State Council of Ceylon
- Citation: Ordinance No. 20 of 1931
- Territorial extent: British Ceylon
- Enacted by: State Council of Ceylon
- Enacted: 1931

= Land Settlement Ordinance =

Sri Lankan legislation

The Land Settlement Ordinance No. 20 of 1931 also known as the Land Settlement Ordinance was a legislation in British Ceylon on 5 November 1931 to adjudicate land ownership, formalize titles, and facilitate the redistribution of land for agricultural development. Enacted by the State Council of Ceylon, during the transition to limited self-rule under the Donoughmore Constitution; the ordinance was a key component of early land reform efforts driven by D. S. Senanayake, then Minister of Agriculture and Lands. It aimed to address the displacement of rural communities by the colonial plantation economy and the growing landlessness among peasants.

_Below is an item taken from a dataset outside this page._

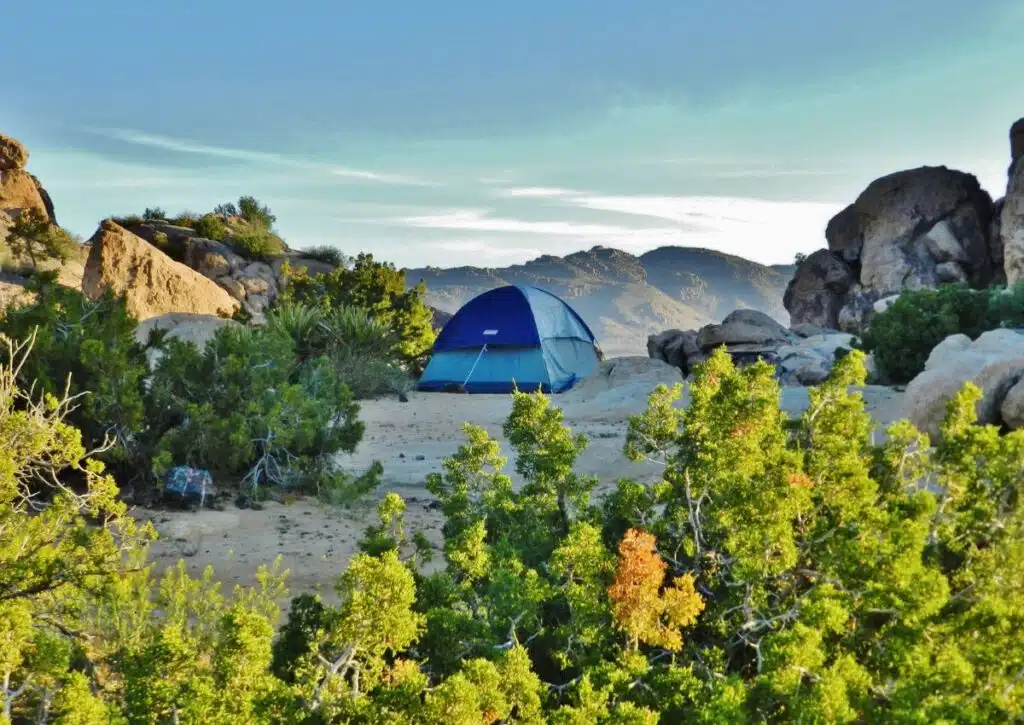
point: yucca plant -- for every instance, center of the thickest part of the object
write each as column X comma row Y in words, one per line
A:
column 301, row 323
column 352, row 332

==Provisions of the Ordinance==
The ordinance empowered Settlement Officers to:

- Conduct public inquiries into land claims,
- Determine ownership and usage rights based on documents or testimony,
- Classify land as private, communal, or crown,
- Issue titles, grants, and permits,
- Prepare village settlement registers and land maps.

Appeals could be made to the District Court or the Supreme Court, but the bureaucratic nature of the process often disadvantaged illiterate or marginalized rural populations.